The next-turn is the place where speakers display their
understanding of the prior turn’s possible completion. The next speaker has
performed on the typed of utterance the prior speaker has produced (pg.42).
‘Paired Action Sequences that conventionally come in
pairs: questions-answers,
greetings-return greetings, invitations-acceptance/declinations (pg.42)
The format for agreements is labeled the ‘preferred’ action
turn shape and the disagreement format is called the ‘dispreferred’ action turn
shape (pg. 46).
‘dispreference markers’: turns that is some way depart from
what seems to be expected incorporate a variety of these, ‘well’ or ‘um’ (pg.
47)
Preferred actions are characteristically performed
straightforward and without delay, while dispreferred actions are delayed,
qualified and accounted for. The concept
refers to these structural features of turn-design and not to individual
motivations or psychological dispositions (pg. 47).

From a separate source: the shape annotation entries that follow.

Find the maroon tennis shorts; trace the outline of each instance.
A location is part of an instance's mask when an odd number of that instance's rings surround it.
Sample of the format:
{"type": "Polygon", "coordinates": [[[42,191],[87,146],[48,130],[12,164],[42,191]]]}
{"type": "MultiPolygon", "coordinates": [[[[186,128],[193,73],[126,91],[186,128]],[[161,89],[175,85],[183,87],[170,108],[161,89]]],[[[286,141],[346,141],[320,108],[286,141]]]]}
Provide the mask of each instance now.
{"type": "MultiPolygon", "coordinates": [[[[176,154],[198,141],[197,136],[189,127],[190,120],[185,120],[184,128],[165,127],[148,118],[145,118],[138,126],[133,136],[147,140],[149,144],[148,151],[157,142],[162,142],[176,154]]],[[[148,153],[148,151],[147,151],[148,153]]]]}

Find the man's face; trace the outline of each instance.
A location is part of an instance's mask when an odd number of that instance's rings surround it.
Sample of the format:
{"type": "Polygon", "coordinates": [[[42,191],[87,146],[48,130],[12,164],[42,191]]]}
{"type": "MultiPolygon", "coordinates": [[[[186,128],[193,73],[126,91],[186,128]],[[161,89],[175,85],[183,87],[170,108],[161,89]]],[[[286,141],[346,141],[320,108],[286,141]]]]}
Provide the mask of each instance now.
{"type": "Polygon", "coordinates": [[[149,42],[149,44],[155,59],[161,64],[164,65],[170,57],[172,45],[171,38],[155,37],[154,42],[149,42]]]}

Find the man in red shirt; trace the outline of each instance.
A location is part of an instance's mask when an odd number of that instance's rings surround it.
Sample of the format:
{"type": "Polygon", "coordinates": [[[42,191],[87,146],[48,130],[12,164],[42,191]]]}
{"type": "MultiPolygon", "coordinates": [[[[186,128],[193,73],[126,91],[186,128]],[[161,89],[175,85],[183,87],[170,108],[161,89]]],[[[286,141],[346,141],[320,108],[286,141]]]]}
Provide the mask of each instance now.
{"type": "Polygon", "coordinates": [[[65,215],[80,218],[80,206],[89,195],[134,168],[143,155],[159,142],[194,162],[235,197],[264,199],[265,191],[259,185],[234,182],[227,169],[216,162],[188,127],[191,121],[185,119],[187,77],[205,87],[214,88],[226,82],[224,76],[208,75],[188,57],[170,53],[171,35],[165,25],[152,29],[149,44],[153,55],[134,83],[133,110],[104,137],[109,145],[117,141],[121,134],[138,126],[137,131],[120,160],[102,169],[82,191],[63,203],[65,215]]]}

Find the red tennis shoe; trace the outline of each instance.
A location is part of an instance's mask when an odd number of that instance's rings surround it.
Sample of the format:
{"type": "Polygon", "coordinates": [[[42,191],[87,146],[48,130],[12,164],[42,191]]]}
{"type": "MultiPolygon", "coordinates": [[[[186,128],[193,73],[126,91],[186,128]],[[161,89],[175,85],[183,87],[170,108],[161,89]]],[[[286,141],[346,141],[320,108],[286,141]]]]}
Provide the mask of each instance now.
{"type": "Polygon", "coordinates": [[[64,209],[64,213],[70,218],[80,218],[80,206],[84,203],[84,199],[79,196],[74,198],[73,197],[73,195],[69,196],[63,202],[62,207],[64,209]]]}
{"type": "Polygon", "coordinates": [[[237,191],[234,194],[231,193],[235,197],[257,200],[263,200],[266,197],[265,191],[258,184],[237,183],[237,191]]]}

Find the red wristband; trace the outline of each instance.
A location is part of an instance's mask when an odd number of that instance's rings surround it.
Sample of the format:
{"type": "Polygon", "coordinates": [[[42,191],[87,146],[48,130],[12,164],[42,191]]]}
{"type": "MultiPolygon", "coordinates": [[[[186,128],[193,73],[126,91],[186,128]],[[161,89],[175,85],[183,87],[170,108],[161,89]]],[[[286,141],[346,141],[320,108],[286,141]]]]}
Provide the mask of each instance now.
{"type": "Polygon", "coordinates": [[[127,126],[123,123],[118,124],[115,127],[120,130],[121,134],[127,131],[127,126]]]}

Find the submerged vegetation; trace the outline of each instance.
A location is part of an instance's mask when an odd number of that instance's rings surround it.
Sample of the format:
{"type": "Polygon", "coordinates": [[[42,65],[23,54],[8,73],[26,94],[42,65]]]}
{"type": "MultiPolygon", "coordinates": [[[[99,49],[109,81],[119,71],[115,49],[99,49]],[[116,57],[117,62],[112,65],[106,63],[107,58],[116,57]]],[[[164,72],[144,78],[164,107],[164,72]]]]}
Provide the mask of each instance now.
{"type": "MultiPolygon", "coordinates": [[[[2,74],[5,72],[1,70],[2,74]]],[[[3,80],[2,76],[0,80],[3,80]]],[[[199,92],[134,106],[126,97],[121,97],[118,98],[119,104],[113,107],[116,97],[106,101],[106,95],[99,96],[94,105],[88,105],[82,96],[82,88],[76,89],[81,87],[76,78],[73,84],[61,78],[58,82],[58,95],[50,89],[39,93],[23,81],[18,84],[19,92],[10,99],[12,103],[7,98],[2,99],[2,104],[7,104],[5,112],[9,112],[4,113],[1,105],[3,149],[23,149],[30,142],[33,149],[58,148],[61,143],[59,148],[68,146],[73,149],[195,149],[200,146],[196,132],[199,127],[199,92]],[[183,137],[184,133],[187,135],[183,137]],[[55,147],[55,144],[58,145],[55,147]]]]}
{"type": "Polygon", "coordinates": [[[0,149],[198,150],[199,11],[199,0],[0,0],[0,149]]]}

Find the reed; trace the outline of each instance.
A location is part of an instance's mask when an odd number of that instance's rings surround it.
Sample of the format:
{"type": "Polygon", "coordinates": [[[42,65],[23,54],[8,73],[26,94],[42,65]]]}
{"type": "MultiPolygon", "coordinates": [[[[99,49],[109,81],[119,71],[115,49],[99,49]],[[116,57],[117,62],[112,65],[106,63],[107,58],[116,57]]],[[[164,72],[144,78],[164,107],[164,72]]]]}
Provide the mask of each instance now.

Organization of Turn-Taking:
1)
turn-taking has occurs
2)
one speaker tends to talk at a time
3)
turns are taken with as little gap or overlap
between them as possible (pg. 49.
Overlapping talk may be considered evidence of an incoming
speaker’s failure to take notice of whether the current speaker is or is not
finished (pg. 54).
Four varieties of repair sequences:
1)
Self-initiated self-repair: repair is both
initiated and carried out by the speaker of the trouble source.
2)
Other-initiated self-repair: Repair is carried
out by speaker of the trouble source but initiated by the recipient.
3)
Self-initiated other-repair: The speaker of a
trouble source may try and get the recipient to repair the trouble—for instance
if a name is proving troublesome to remember.
4)
Other-initiated other-repair: The recipient of a
trouble-source turn both initiates and carries out the repair. This is closest to what is conventionally
understood as ‘correction’ (pg. 60).
The first two places in which repair can occur are within,
or immediately after, the turn construction unit containing the trouble source
(pg. 62).
The second place in which repair can be done occurs
immediately at the next transition relevance place after the trouble source
(pg. 63).
CA also focuses on:
Gaps and pauses
Breathiness
Talk in Institutional Settings
Turn-type pre-allocation means that participants are
normatively constrained in the types of turns they may make according to their
particular institutional roles. Typically, the format involves chains of
question-answer sequences, in which the institutional figures ask the questions
and the witness, pupil, or interviewee is expected to provide the answers. This format is oriented to by participants,
but at the same time normative rules operate which mean that participants can
be sanctioned if they refuse to stay within the boundaries of the
question-answer framework (pg. 141).
A three-part list is simply a way of packaging a point or
position in an argument using a list of three separate items (pg. 183).
A contrastive device is means of packaging a point, where
one argument or approach is contrasted with another in such a way that the
speaker’s favoured position is seen to be superior (pg. 183).
While CA aims to describe the ways that participants display
that they are aware of specific contextual factors (by observably modifying the
ways that they talk, for instance), CDA maintains that there are other factors,
external to the situation the speakers are in, and of which the speakers may
not be aware, that impact on the production of their talk (pg. 210).